This page is intended to be read after two others: one on what it means to solve an equation and the other on algebraic numbers, field extensions and related ideas .
Let us imagine ourselves faced with a cubic equation x3 + ax2 +bx +c = 0. To solve this equation means to write down a formula for its roots, where the formula should be an expression built out of the coefficients a, b and c and fixed real numbers (that is, numbers that do not depend on a, b and c) using only addition, subtraction, multiplication, division and the extraction of roots.
As I have done in other pages, I shall try to show that it is possible to derive such a formula by following standard mathematical instincts, without the need for mysterious flashes of inspiration. I am certainly not claiming that any sensible person should be able to derive the formula in an hour or two - finding the right `standard mathematical instinct' normally involves trying several that do not work. Nevertheless, the list of suitable ones to try in any given situation is usually not too long. If you are young and ambitious and do not yet know how to solve cubics, I would recommend having a go, or perhaps reading a short way into this page and then having a go. Your chances of succeeding in a few hours are probably higher than you think.
Let us begin with one of the most useful (and obvious) general problem-solving principles in mathematics.
If you are trying to solve a problem, see if you can adapt a solution you know to a similar problem.
By using this principle, one can avoid starting from scratch with each new problem. What matters is not the difficulty of the problem itself but the difficulty of the difference between the problem and other problems whose solutions are known.
In this case, it is absolutely obvious that the similar problem we should take is that of finding a solution to the quadratic equation x2 + 2ax + b = 0. (I have put in the factor 2 just for convenience - of course it makes no difference mathematically.) How do we do that? Well, we `observe' that
x2 + 2ax +b = (x+a)2 + b-a2
which leads quickly to the solution
x = -a +/- (a2 -b)1/2
Was that observation clever? It will be useful to dwell on this more elementary question before continuing with the cubic. So let us imagine that we do not even know how to solve quadratics. One line of thought that might lead us to a solution is the following.
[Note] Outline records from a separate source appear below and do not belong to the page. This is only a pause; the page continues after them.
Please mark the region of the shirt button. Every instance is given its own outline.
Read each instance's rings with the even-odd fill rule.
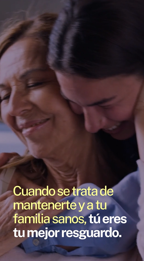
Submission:
[[[39,245],[39,241],[38,239],[37,239],[36,238],[35,238],[33,240],[32,242],[34,245],[35,245],[36,246],[37,246]]]

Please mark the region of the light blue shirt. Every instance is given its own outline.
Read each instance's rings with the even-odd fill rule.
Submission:
[[[61,237],[61,233],[58,233],[58,237],[50,237],[47,239],[44,237],[29,238],[22,243],[22,247],[26,253],[34,251],[39,251],[45,253],[56,252],[65,256],[78,255],[93,256],[97,257],[108,257],[119,253],[125,252],[132,248],[136,244],[136,239],[137,232],[137,224],[139,221],[138,215],[138,205],[137,199],[140,194],[140,188],[138,171],[131,173],[126,176],[118,184],[113,187],[113,195],[112,196],[100,196],[100,189],[95,185],[91,183],[83,184],[79,188],[87,188],[90,186],[91,188],[96,188],[98,191],[97,196],[81,196],[80,192],[78,196],[75,196],[73,194],[63,198],[61,201],[68,200],[70,202],[75,202],[78,204],[80,202],[81,205],[85,202],[83,211],[79,212],[79,209],[75,210],[66,210],[61,212],[58,217],[63,216],[79,217],[83,216],[86,224],[54,224],[52,220],[49,224],[43,225],[40,230],[45,231],[45,227],[48,231],[59,230],[71,230],[73,231],[81,230],[89,231],[109,230],[112,227],[112,231],[118,230],[121,237],[107,237],[105,235],[103,237],[86,237],[84,239],[79,237]],[[106,210],[96,209],[95,202],[97,200],[107,202]],[[87,209],[87,203],[94,203],[93,210]],[[105,224],[101,222],[100,223],[90,223],[88,217],[91,214],[93,216],[96,216],[99,214],[101,220],[105,216],[125,216],[127,222],[125,224],[121,222],[117,224],[113,219],[112,224]],[[91,231],[90,231],[90,232]],[[78,247],[79,248],[70,252],[68,252],[56,245]]]

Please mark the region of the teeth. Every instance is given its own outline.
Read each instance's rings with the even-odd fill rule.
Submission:
[[[26,129],[28,129],[29,128],[31,128],[31,127],[34,127],[34,126],[36,126],[37,125],[38,125],[40,123],[42,123],[43,122],[46,122],[49,119],[46,119],[43,120],[41,121],[40,122],[37,122],[37,123],[35,123],[34,124],[33,124],[32,125],[31,125],[31,126],[30,126],[29,127],[28,127],[28,128],[25,128],[23,129],[23,130],[26,130]]]
[[[104,129],[107,130],[115,130],[115,129],[117,129],[117,128],[121,124],[121,122],[118,123],[116,125],[114,125],[111,127],[111,128],[109,128],[108,129]]]

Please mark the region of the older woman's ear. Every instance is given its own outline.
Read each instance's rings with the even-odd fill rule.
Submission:
[[[12,152],[11,153],[0,153],[0,168],[2,167],[13,157],[19,156],[19,154],[16,152]]]

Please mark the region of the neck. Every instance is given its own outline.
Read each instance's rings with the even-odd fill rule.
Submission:
[[[55,189],[71,190],[88,182],[100,186],[94,134],[85,130],[60,147],[50,159],[43,160],[48,169],[48,185]]]

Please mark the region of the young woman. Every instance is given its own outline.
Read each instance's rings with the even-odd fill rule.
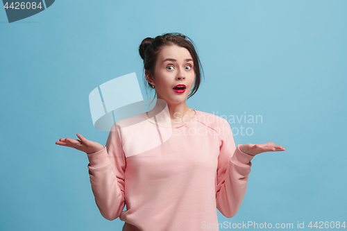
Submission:
[[[228,218],[236,214],[254,155],[285,148],[272,142],[235,146],[226,119],[187,105],[201,70],[187,37],[147,37],[139,54],[158,95],[154,108],[121,120],[137,121],[123,129],[117,121],[105,146],[80,134],[56,144],[87,153],[100,212],[125,221],[124,231],[218,230],[217,209]]]

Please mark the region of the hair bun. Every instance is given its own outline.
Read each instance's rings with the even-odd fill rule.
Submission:
[[[153,38],[148,37],[144,40],[143,40],[142,42],[141,43],[141,45],[139,45],[139,55],[144,60],[144,52],[146,51],[147,47],[152,44],[152,40]]]

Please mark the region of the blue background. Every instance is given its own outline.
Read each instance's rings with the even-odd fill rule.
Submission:
[[[236,144],[286,148],[253,159],[242,205],[219,223],[346,221],[346,12],[344,0],[60,0],[8,24],[0,9],[0,230],[121,229],[99,213],[86,154],[55,142],[81,133],[105,144],[89,94],[136,72],[153,96],[138,47],[167,32],[192,38],[202,61],[189,108],[261,115],[230,123],[253,131]]]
After staring at the general equation x2 + 2ax +b = 0 and having no ideas, we fall back on the following question.
Are there special cases that I do know how to solve?
Then, with some embarrassment, we note to ourselves that we can solve the equation when a = 0. That is, we can solve the equation x2 + b = 0 (because we are allowed to take square roots). Next, we perhaps note that if b=a2 then we have the equation x2 + 2ax + a2 = 0, which can be rewritten (x+a)2 = 0. As soon as we have noticed this, we will realize that what helps is not that the right hand side is zero, but that the left hand side is a perfect square. We can therefore solve (x+a)2=b for any b. This gives us a whole family of quadratics that we can solve, so we would be mad not ask the next question.
Are there quadratic equations that cannot be written in the form (x+a)2=b?
To answer that, we need to put it back in the original form, by multiplying out the bracket and taking b over to the left hand side. This gives us the equation x2 + 2ax + a2-b = 0. It is then clear that we can make 2a any number we want, and that, having done so, we can make a2-b any other number we want. So the quadratic is solved.
If you think that it was asking too much to notice that the equation x2 + 2ax + a2 = 0 could be solved, then here is another route. It doesn't take much curiosity to wonder whether 1+21/2 is an algebraic number, or much talent to notice that if x=1+21/2 then (x-1)2 = 2. Generalizing this example leads quickly to the observation that equations of the form (x+a)2=b can be solved.
What would be the natural generalization to cubics of the process of completing the square? To answer a question of this kind, the following tactic is often useful.
Give a general description of what it is that one would like to generalize.
I shall try to illustrate what I mean just by doing it. To complete the square one notes that (x+a/2)2 = x2 + ax +a2/4, so that we can write any quadratic that begins x2 + ax as (x+a/2)2 plus a constant. To put that another way, if we let y=x+a/2, then y satisfies a quadratic equation of the particularly simple form y2+C=0. Of course, once we have solved the equation for y, it is easy to obtain a solution for x, since x is a very simple linear function of y.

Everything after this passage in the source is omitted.